How did the sensor landscape shift in the past year? A pair of year-end awards to one Alexandria, Va. contractor helps to illustrate some of the biggest trends.
In November, the Naval Research Laboratory awarded DCS Corp. a five-year, $40 million contract to develop enhanced ISR capabilities. That same month the company and its part Millennium Corp. won three task orders for sensors and night vision work valued at approximately $21 million through the U.S. Army Communications-Electronics Research, Development & Engineering Center (CERDEC) and Night Vision Electronic Sensors Directorate (NVESD) as well as the U.S. Army Project Manager Terrestrial Sensors (PM TS).
All this activity reflects military interest in a rapidly-evolving set of capabilities. "It is amazing the progress that has been made in the various sensors, and with the improvements the prices have come down quite a bit," said DCS Department Manager Jason Bassingthwaite.
He pointed to three areas in particular where 2016 saw significant advances: High definition thermal cameras, low-light CCDs and LiDAR all are experiencing rapid improvements.
Thermal cameras
While heat-sensing imaging systems have been in use since the 1970s, today's devices "are far more sensitive, they have more pixels, the pixels are smaller and while it is still more expensive than an off-the-shelf camera, you are getting better benefits for each dollar," Bassingthwaite said.
"Something you used to be able to see at 100 kilometers, you can now see at 20 kilometers. Or if a system used to be able to track vehicles, now it has the resolution to track individual people," he said.
The military is eager to deploy such tools not just for aerial observation but also for soldiers on the ground. Army's Product Manager Soldier Maneuver Sensors (PM SMS) fields a 17 micron sensor technology that it says provides "size, weight and power improvements over previous configurations."
"A lot of our enemies cannot operate at night, so if we have technology that allows us to see them, that is a huge advantage," Bassingthwaite said.
Low-light CCDs
CCDs, or charge coupled devices, are the image sensors common to most cameras. Their growing ability to capture images in low-light environments is largely an outgrowth of advances in consumer technologies.
"Your cell phone has a camera on it than has more pixels than you could buy on a digital camera 15 years ago. So there is an effort by DoD to take high level of pixel availability and to use specialized optics and other techniques to make cameras more sensitive so that they can work in low-light situations," Bassingthwaite said.
Low-light CCDs are on the agenda for the spring conference of SPIE, the international society for optics and photonics, where the technology is being described as an integral tool in the military's ability to operate in degraded visual environments.
Airborne scenarios are especially attractive. "You are flying over a scene, you are monitoring things going on down below, and now with these low-light level cameras you can monitor an area 24 hours a day. In the movies the bad guys would hide during the day and then come out at night, and the technology gives you a real advantage in that scenario," he said.
LiDAR
Light Detection and Ranging, or LiDAR uses pulsed laser to gauge remote objects. "Thermal tells you what's hot and what's not. LiDAR can actually sense the shape of things. It can tell you how far away things are, so that you get a 3-D map of what is out there," Bassingthwaite said.
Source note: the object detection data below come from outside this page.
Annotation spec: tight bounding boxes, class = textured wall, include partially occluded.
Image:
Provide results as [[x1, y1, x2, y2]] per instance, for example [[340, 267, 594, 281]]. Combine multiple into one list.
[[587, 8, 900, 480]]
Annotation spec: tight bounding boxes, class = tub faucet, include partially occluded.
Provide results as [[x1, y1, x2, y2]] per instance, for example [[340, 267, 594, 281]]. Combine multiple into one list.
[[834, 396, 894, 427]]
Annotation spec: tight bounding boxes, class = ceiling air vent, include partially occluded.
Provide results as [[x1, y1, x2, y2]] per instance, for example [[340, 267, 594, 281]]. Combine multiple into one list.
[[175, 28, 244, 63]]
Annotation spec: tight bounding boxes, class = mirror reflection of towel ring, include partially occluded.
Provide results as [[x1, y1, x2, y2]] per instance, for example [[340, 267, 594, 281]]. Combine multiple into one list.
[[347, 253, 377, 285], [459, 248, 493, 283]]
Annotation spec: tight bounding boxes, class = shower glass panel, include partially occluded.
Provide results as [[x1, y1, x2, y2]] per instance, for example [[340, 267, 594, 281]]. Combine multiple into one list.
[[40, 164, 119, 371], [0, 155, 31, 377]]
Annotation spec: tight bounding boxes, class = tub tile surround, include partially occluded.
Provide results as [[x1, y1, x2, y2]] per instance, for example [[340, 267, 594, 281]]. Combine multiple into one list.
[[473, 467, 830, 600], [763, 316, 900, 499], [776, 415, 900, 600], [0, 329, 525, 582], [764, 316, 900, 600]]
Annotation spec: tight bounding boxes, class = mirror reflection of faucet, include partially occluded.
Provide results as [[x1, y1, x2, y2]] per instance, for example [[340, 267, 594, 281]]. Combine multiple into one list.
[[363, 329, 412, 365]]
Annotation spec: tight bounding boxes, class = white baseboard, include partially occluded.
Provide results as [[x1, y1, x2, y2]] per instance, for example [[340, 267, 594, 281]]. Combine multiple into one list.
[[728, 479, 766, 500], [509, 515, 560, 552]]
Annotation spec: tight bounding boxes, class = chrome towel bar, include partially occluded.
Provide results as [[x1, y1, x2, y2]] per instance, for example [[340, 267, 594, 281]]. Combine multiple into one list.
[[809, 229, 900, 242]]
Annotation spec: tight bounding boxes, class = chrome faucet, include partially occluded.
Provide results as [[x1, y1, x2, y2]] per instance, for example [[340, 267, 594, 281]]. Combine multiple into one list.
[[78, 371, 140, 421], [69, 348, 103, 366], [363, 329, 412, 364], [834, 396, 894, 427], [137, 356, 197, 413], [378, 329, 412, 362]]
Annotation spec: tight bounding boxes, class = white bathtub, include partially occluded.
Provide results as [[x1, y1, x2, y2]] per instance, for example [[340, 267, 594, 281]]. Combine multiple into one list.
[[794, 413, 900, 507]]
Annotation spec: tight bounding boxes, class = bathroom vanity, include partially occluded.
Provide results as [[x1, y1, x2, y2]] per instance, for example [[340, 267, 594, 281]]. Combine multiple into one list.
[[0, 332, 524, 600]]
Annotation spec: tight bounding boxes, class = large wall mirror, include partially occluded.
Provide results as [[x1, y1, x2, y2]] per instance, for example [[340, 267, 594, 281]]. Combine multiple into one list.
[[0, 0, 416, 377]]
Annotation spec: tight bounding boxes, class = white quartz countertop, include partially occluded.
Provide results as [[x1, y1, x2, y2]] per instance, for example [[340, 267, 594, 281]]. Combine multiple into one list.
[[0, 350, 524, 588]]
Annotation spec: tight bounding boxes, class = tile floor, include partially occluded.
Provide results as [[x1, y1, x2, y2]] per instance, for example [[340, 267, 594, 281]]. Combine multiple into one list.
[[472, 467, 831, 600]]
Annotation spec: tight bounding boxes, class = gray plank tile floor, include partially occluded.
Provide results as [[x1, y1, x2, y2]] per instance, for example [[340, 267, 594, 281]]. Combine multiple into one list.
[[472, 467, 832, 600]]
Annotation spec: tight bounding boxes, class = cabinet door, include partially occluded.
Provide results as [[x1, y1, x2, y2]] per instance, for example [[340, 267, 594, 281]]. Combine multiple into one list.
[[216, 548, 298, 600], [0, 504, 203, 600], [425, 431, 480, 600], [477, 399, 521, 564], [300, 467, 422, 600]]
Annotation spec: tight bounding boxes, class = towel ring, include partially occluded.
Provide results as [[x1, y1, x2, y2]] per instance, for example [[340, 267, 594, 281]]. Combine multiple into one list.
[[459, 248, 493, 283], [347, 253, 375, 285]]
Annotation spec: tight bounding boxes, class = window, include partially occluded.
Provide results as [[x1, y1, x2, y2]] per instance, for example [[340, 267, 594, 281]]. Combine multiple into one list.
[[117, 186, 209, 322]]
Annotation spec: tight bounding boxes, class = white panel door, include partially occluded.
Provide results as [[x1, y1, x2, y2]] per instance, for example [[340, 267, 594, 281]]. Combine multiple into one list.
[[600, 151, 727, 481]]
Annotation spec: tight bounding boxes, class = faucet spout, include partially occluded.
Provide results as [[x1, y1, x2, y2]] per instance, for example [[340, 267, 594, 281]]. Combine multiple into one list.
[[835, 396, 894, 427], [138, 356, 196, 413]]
The Navy's Mine Warfare Office, Airborne Laser Mine Detection System (ALMDS) has an interest. In spring 2016 it asked industry to produce a LiDAR solution for "improved detection and identification of sea mine-like objects with a low false alarm rate for future Navy use."
Recent evolutions make this a real possibility. "There are improvements in the software processing, there are improvements in the actual lasers and the sensor arrays that detect the reflection of that laser beam. There have been improvements across all of that," Bassingthwaite said.
While thermal, low-light and LiDAR all are seeing enhancements, there is no one silver bullet for situational awareness. "Each modality has its own advantages and disadvantages. When you combine them, that is when you see big improvements in your ability to identify and track targets through all sorts of conditions," he said.
At the same time, the evolving sensors also present a new kind of challenge.
"It's not that hard to put a bunch of cameras on an aircraft, but once you have all these cameras you still have to process that data," Bassingthwaite said. "The advantage to these cameras is you collects a lot more data, but you may be limited by the communications, for instance between the aircraft and the troops on the ground."
Even as sensing technologies continue to improve, the coming year will likely see a push by military users to strengthen the data links needed to utilize these new capabilities to maximum effect.